La Guardia di Finanza, nelle operazioni di sequestro dell’azienda, ha trovato il macchinario nuovamente in funzione, in barba alle disposizioni e mettendo a nuovo rischio i dipendenti che vi lavoravano.
Dipendenti che, va detto, inoltre, lavoravano senza il ben che minimo rispetto delle condizioni di sicurezza (e certamente non per colpa delle stesse persone che, con dedizione, vi lavoravano), così come vi era una totale mancanza di igiene anche per le pause pranzo.
I macchinari erano, come si diceva, totalmente obsoleti e per tale ragione dovevano essere costantemente oleati. Questa operazione veniva realizzata con olio esausto che, mischiandosi con l’acqua del lavaggio per la plastica, andava a finire in quattro vasche di decantazione (delle quali soltanto una regolare).
I fanghi che inevitabilmente debordavano e fuoriuscivano dal terreno, venivano insaccati e messi in alcuni camion che finivano la propria corsa con lo sversamento in alcuni terreni del comune di Acate.
Questi camion avrebbero dovuto avere documentazione d’accompagnamento relativa a “rifiuti speciali”, invece ne erano totalmente sprovvisti e scaricavano i rifiuti irregolarmente, causando un danno ambientale incalcolabile.
Durante l’operazione gli uomini delle “Fiamme Gialle” hanno trovato all’interno un minore di dodici anni che, identificato, risultava permanere all’interno dell’opificio, invece che frequentare la scuola di Vittoria alla quale è iscritto.
Sempre per rimanere alle irregolarità – potremmo fare un elenco che non finirebbe più – va detto che l’azienda di Raffaele Donzelli, ultimamente intestata al padre Giovanni (già condannato per mafia), era gestita non da un’unica società, bensì da 7/8 società di comodo che venivano di volta in volta usate e fatte figurare.

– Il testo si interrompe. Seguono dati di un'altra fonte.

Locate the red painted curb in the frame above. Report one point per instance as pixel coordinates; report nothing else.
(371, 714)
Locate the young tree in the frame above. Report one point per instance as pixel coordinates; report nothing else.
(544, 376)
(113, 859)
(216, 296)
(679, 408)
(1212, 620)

Ma su questo aspetto avremo ancora molto da scrivere.
In conclusione, massimo rispetto e solidarietà va data, a maggior ragione in un momento di crisi, ai dipendenti dell’azienda ed alle famiglie ed è auspicabile l’intervento urgente dei sindacati. I dipendenti, però, non possono che comprendere come la propria salute e la salute dei cittadini sia di primaria importanza e che la colpa non sia di chi conduce le indagini o adotta provvedimenti giuridici, bensì di chi vergognosamente se ne infischia delle regole e permette condizioni lavorative da terzo mondo.